The campaign eventually saw the capitulation of France to the German - giving rise to the "Free French" forces with a government in exile and the Axis-aligned Vichy French. Both forces, as well as the Germans and Italians, continued use of available stocks of Potez 630 aircraft while some were passed to Yugoslavia. Free Polish forces also operated the type throughout the war - also through a government in exile following Poland's own surrender the year before.
In practice, the Potez 630 series aircraft were solid contributors though largely limited by their choice of engines which restricted performance when compared to her contemporaries. Elegant aircraft and fully modern, pilots praised the design's sound handling characteristics and combat survivability. Additionally, they were relatively inexpensive to serially produce and could be manufactured in French factories in short order. As heavy fighters however, they proved slow to intercept enemy formations and too slow to tangle directly with lighter fighter types like the Messerschmitt Bf 109 of the German Luftwaffe. Its true value lay in reconnaissance and ground attack work as well as training where the long cockpit served as a proper classroom.

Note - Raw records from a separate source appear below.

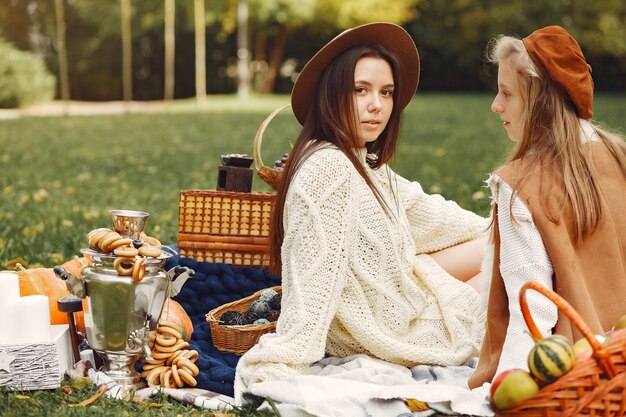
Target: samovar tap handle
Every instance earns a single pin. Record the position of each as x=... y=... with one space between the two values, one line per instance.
x=141 y=337
x=73 y=284
x=180 y=275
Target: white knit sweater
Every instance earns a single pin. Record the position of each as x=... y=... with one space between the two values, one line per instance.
x=523 y=258
x=357 y=280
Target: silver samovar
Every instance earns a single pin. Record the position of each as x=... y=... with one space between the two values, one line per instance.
x=121 y=312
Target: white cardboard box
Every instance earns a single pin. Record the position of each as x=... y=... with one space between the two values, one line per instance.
x=32 y=366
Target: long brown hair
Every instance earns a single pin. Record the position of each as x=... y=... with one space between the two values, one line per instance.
x=550 y=132
x=331 y=120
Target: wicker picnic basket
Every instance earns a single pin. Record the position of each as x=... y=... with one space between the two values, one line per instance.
x=226 y=227
x=595 y=386
x=238 y=339
x=267 y=174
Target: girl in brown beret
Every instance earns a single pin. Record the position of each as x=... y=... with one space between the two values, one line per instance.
x=558 y=203
x=353 y=237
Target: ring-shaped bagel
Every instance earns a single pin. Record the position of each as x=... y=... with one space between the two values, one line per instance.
x=127 y=251
x=187 y=378
x=119 y=263
x=172 y=356
x=179 y=382
x=190 y=366
x=165 y=339
x=192 y=355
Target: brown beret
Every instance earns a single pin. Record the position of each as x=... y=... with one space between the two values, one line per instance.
x=391 y=36
x=557 y=54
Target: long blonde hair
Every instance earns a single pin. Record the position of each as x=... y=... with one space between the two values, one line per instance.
x=550 y=131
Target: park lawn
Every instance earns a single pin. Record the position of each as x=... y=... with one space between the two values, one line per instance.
x=61 y=175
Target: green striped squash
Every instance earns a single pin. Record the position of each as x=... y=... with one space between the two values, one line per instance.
x=551 y=357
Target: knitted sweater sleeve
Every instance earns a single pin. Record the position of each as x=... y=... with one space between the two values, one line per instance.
x=523 y=258
x=436 y=223
x=314 y=261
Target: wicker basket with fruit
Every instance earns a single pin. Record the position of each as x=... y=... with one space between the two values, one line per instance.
x=561 y=382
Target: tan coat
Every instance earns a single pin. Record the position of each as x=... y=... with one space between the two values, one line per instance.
x=590 y=276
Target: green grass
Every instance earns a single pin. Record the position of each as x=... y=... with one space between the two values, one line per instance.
x=61 y=403
x=61 y=175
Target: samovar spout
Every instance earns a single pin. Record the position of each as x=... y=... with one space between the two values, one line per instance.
x=73 y=284
x=141 y=337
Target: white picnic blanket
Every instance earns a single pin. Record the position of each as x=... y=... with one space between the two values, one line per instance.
x=363 y=386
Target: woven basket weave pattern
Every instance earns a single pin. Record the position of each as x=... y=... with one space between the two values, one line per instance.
x=595 y=387
x=226 y=227
x=238 y=339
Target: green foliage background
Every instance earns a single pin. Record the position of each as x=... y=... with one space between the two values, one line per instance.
x=451 y=36
x=24 y=78
x=61 y=175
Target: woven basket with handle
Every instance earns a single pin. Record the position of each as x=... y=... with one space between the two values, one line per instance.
x=595 y=386
x=267 y=174
x=238 y=339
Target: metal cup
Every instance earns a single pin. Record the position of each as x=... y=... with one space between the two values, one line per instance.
x=129 y=222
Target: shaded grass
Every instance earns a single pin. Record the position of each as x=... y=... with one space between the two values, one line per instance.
x=61 y=175
x=62 y=403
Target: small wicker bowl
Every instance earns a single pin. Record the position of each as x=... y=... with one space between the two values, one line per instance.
x=238 y=339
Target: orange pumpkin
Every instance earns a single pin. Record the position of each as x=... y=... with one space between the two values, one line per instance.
x=173 y=311
x=43 y=281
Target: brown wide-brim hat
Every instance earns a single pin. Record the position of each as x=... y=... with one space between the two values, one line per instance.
x=559 y=57
x=391 y=36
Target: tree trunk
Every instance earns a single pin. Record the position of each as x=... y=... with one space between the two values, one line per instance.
x=275 y=60
x=260 y=58
x=127 y=66
x=169 y=50
x=243 y=53
x=63 y=71
x=200 y=28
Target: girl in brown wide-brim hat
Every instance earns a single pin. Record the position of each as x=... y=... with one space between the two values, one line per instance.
x=351 y=238
x=559 y=201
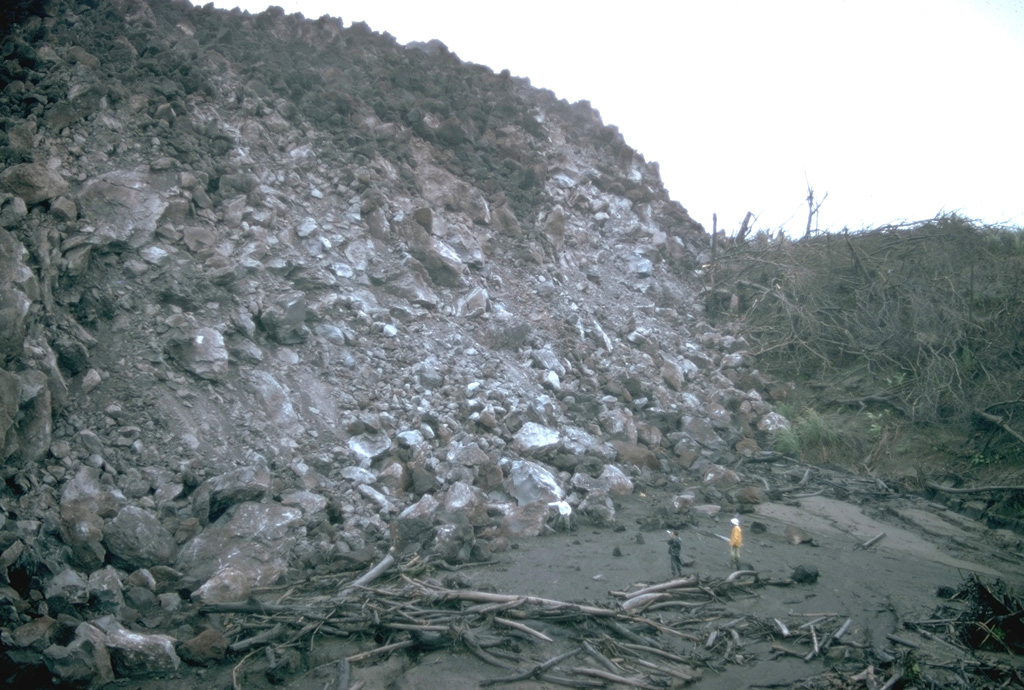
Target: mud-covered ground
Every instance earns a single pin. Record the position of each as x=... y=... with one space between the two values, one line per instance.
x=897 y=579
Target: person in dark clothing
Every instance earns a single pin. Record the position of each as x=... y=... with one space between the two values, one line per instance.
x=675 y=547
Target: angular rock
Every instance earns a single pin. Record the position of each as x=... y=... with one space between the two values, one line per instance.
x=253 y=537
x=136 y=654
x=525 y=520
x=284 y=319
x=32 y=181
x=529 y=482
x=136 y=538
x=84 y=661
x=241 y=485
x=202 y=353
x=227 y=585
x=537 y=439
x=205 y=649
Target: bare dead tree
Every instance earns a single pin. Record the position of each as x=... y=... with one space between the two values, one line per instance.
x=812 y=209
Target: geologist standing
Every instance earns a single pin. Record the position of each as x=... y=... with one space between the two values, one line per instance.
x=735 y=543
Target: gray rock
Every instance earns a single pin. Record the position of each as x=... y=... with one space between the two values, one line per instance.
x=202 y=352
x=241 y=485
x=32 y=181
x=529 y=482
x=136 y=654
x=84 y=661
x=105 y=591
x=536 y=439
x=368 y=447
x=135 y=538
x=253 y=537
x=284 y=319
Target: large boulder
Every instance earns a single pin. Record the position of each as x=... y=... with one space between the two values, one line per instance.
x=33 y=181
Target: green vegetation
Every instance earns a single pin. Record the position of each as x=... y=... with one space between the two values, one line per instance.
x=895 y=338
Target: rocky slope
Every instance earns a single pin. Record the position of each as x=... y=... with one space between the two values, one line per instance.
x=278 y=297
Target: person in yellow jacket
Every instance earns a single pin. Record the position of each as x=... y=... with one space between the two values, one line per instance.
x=735 y=543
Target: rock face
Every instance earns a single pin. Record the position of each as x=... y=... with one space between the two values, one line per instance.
x=278 y=295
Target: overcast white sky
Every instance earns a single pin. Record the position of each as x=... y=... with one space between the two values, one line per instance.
x=899 y=110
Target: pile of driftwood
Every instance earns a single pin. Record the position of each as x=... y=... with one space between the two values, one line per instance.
x=647 y=638
x=656 y=636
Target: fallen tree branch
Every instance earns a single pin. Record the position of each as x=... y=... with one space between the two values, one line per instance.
x=536 y=671
x=370 y=576
x=871 y=542
x=998 y=421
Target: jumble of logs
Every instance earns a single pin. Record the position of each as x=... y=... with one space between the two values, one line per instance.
x=656 y=636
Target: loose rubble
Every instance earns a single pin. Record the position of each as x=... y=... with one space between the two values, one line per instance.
x=265 y=321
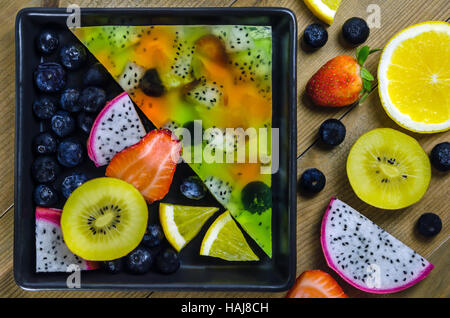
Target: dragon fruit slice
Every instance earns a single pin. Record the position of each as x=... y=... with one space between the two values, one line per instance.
x=117 y=127
x=52 y=254
x=365 y=255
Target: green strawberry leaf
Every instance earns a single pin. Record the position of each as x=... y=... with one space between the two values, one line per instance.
x=365 y=74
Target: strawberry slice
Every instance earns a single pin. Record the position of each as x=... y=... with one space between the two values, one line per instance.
x=316 y=284
x=149 y=165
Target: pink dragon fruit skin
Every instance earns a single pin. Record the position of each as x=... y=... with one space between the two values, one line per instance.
x=332 y=256
x=49 y=220
x=122 y=108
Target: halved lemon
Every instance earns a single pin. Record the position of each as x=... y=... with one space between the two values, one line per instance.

Those Potez 633 model aircraft that managed to be delivered to Greece and Romania saw additional combat service in the years following. Greek mounts operated in the defense of Greece after the Italian invasion of October 1940 and were on the side of the Axis-aligned Romanians when establishing the East Front against the Soviet Union. Some airframes intended for China were reclaimed by the French to be used as local security over Indo-China and were pressed into service during its war with Thailand (1940-1941).
Total production was over 1,100 aircraft and these served into the final days of the war with various parties - mainly given up due to attrition or lack of spares. On the whole, the line could be considered a mixed success that fought the war on both sides.